タッチすら不要でバスに乗車…JCBとりそなが実用化へ、Suicaの牙城は崩れるか

 決済速度という点では、Suica(FeliCa)はもともと非接触リーダーとの認識距離が最大85mmとされ、海外規格のType-A/B(最大40mm)より広く、タッチ動作の負担を減らす工夫が凝らされてきた。UWB方式はこの発想をさらに進め、「かざす」動作そのものを不要にする狙いがあると言える。高齢者が多い地方部において、「カバンから財布やスマホを取り出す」という所作自体が負担になっているケースは少なくなく、持っているだけで完結する仕組みは、デジタル機器の操作に不慣れな層にも配慮したユニバーサルデザインとしての側面を持つ。

なぜ「JCB」と「りそな」なのか

 この提携の背景には、両社それぞれの事業戦略が透けて見える。

 日本の交通系タッチ決済市場では、国際ブランドの中でもVisaが先行して普及を進めてきた経緯がある。日本発の国際ブランドであるJCBにとって、次のフェーズとされる「手ぶら決済」を主導する立場を早期に確立することは、決済インフラの主導権を巡る競争において重要な意味を持つ。JCBは2024年1月から「タッチしないタッチ決済」の検討を進め、同年5月にはUWBを活用した「近づいてチェック」プロジェクトを始動するなど、店舗決済分野でも段階的に布石を打ってきた。移動という日常的な接点でカードが使われれば、そのカードが利用者にとっての「メインカード」として日々の買い物にも波及する効果が期待できる。

 一方のりそなHDは、関西みらい銀行やみなと銀行などを傘下に持ち、地方都市や中小企業、自治体との関係が深い金融グループだ。地方交通が交通系ICカードを維持できなくなりつつある今、その受け皿として決済・金融データの基盤を提供できれば、地域の生活インフラとしての存在感を強められる。りそな自身も、地域の商店街や自治体を巻き込んだ地域経済圏のデジタル化に、金融データや顧客基盤、アプリのUI/UX知見を活かせる立場にある。実際、りそなとJCBはステーブルコイン決済の実証実験(2026年2〜3月)でも協業するなど、次世代決済領域での連携を広げている。

 金融アナリストの川﨑一幸氏は次のように分析する。

「地方の交通事業者にとって、機器更新のたびに数億円単位の投資判断を迫られる状況は限界に近づいています。UWBによる手ぶら決済が実用段階に達すれば、専用車載器への大規模投資を避けつつ、利用者の利便性を落とさない選択肢が広がる可能性があります。ただし現段階はあくまで実証実験の段階であり、通信の安定性や不正利用対策、料金の誤課金防止など、実用化に向けて検証すべき課題は多く残っています」

「速度」から「軽さ」へ、交通決済の重心が動く

 かつての日本の交通DXは、首都圏の過酷なラッシュ時間帯をさばくための「処理速度」を追求する形で発展してきた。Suicaが体現してきたのは、まさにその極致だったと言える。

 しかし人口減少が進む地方において求められているのは、維持費の軽さと、誰にとっても使いやすいアクセスの容易さだ。クレジットカードのタッチ決済がその第一段階だとすれば、JCBとりそなが取り組む手ぶら決済は、専用車載器への投資自体を最小限に抑えつつ、利用者の負担も減らす次の選択肢になり得る。

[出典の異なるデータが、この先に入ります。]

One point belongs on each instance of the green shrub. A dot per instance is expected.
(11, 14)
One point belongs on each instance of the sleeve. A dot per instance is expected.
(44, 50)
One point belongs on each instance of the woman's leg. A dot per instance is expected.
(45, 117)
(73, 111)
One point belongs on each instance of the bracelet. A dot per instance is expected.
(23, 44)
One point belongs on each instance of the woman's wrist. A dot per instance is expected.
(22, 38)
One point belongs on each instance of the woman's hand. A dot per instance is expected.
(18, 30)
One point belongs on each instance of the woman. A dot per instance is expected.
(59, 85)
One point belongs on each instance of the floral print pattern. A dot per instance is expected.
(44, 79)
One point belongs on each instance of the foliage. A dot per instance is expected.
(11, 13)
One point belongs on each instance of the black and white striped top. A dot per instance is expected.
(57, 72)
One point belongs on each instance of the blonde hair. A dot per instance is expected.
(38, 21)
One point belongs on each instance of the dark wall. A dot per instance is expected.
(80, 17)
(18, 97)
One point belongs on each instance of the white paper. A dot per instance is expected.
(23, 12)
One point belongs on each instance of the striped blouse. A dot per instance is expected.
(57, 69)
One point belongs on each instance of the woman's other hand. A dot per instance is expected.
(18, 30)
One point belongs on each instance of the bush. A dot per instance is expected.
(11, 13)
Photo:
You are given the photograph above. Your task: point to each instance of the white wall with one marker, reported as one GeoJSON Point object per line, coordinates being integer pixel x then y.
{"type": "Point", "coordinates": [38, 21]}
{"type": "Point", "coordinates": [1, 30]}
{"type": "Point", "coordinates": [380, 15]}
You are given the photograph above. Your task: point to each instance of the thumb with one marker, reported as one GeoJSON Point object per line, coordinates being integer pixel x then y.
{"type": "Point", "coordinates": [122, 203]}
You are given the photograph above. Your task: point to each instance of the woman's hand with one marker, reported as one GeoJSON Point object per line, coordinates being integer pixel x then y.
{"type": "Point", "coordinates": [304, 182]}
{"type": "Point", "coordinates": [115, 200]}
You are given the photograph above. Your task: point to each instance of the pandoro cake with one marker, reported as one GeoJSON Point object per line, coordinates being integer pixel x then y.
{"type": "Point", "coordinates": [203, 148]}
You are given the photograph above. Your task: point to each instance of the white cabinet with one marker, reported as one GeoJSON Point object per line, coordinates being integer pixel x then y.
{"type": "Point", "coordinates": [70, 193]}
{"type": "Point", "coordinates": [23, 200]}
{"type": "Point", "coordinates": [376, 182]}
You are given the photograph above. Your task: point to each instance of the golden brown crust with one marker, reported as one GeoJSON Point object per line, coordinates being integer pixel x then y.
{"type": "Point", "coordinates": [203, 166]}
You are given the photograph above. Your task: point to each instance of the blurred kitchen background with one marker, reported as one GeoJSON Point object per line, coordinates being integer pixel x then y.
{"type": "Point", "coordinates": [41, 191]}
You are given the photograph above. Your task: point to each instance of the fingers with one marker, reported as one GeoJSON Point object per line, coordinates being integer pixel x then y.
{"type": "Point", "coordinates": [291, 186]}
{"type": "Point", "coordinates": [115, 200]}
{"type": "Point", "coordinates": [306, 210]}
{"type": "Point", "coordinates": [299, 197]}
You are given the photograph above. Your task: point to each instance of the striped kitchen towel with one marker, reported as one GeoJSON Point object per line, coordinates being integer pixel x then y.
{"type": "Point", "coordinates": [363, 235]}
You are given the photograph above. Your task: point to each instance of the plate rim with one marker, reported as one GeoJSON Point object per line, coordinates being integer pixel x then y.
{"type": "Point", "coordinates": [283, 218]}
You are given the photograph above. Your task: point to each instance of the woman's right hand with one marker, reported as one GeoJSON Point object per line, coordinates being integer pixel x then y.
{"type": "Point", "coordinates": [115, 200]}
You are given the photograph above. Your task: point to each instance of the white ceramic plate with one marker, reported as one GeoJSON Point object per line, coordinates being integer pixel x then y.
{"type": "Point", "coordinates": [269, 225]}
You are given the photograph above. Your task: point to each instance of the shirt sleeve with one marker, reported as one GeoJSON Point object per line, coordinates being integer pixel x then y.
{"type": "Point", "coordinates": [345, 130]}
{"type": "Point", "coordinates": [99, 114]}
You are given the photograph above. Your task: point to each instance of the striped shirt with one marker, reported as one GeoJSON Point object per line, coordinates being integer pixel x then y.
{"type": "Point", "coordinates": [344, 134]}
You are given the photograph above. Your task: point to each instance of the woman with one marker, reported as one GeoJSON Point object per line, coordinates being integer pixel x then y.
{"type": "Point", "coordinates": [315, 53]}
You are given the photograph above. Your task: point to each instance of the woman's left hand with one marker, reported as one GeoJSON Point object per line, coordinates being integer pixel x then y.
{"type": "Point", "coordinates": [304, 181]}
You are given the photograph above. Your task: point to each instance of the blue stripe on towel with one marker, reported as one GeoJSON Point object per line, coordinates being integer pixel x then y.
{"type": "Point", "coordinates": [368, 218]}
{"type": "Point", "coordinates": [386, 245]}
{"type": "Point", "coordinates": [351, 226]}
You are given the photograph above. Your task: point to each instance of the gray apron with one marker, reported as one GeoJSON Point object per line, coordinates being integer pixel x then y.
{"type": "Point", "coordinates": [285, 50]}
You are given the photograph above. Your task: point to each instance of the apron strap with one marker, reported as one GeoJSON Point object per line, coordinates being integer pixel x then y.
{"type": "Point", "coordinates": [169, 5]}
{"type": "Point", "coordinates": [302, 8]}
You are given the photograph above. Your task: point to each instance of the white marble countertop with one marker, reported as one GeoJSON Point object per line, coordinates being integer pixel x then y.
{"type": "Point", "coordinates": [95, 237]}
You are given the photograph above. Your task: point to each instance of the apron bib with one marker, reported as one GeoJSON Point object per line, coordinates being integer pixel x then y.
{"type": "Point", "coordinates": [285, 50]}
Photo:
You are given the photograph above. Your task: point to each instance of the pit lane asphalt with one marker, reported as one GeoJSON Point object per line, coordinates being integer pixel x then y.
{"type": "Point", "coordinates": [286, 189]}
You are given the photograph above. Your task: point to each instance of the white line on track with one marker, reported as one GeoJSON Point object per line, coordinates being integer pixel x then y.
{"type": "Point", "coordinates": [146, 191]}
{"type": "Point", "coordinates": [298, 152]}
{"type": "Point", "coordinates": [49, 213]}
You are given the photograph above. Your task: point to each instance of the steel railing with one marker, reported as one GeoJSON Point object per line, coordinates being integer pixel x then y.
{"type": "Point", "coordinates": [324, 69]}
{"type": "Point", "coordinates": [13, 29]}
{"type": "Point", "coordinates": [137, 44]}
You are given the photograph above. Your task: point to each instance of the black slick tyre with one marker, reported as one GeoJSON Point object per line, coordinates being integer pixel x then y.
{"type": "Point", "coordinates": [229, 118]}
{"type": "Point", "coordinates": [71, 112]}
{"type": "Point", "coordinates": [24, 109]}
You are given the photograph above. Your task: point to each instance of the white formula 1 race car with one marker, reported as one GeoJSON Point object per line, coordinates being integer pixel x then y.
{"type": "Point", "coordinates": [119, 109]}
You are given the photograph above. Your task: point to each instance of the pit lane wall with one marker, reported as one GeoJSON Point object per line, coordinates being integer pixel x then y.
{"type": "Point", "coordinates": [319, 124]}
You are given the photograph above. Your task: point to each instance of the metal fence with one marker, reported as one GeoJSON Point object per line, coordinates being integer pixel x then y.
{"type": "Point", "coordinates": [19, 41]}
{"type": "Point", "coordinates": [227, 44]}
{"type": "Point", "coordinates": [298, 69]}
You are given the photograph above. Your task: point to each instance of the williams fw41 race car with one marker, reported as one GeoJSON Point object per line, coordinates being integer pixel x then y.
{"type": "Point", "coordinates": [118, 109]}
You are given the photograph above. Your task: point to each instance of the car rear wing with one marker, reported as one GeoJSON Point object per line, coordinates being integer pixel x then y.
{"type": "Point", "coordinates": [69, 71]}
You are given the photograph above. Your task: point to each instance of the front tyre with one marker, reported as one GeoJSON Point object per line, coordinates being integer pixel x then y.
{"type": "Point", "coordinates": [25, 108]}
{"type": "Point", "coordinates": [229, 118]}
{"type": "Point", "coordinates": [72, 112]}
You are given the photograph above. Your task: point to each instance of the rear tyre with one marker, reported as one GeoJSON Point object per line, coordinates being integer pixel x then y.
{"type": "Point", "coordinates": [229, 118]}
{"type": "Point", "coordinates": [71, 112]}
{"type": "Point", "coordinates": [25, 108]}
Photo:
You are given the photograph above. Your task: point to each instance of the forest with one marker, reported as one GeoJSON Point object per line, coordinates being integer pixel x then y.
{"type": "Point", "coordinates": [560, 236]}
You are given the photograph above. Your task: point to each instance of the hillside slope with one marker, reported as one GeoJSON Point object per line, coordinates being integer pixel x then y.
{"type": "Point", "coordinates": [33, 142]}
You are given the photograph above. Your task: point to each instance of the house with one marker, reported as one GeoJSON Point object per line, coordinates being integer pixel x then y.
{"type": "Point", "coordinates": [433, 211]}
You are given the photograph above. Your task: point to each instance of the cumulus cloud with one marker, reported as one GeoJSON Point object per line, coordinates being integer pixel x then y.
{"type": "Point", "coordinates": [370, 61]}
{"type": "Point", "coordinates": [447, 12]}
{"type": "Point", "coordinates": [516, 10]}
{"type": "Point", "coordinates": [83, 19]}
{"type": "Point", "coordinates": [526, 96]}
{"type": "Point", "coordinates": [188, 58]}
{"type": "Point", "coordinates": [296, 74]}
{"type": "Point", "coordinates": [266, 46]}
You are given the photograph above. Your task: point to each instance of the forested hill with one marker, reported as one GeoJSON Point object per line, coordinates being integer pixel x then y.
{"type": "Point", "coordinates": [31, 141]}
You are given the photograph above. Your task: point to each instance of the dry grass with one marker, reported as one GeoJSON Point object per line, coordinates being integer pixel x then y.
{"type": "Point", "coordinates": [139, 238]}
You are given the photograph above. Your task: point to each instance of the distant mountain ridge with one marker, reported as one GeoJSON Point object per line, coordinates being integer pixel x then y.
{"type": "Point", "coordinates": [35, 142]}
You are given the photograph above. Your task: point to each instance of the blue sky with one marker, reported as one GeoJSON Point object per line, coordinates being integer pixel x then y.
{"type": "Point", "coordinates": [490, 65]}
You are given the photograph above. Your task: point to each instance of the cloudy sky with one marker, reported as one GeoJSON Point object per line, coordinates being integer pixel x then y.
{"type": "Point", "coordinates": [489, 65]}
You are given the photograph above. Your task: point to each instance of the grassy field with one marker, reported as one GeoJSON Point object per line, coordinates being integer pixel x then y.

 ただし、これはあくまで今秋から始まる実証実験の段階であり、2028年度以降とされる実用化までにはまだ時間がある。通信の混雑時の精度、なりすまし対策、料金誤徴収時の対応など、実用化に向けて検証すべき論点は多い。過度な期待は禁物だが、地方交通が直面する「更新費用の壁」に対し、選択肢の一つが増えたことは確かだ。今後の実証実験の結果が、地方交通インフラの将来像を占う一つの指標になるだろう。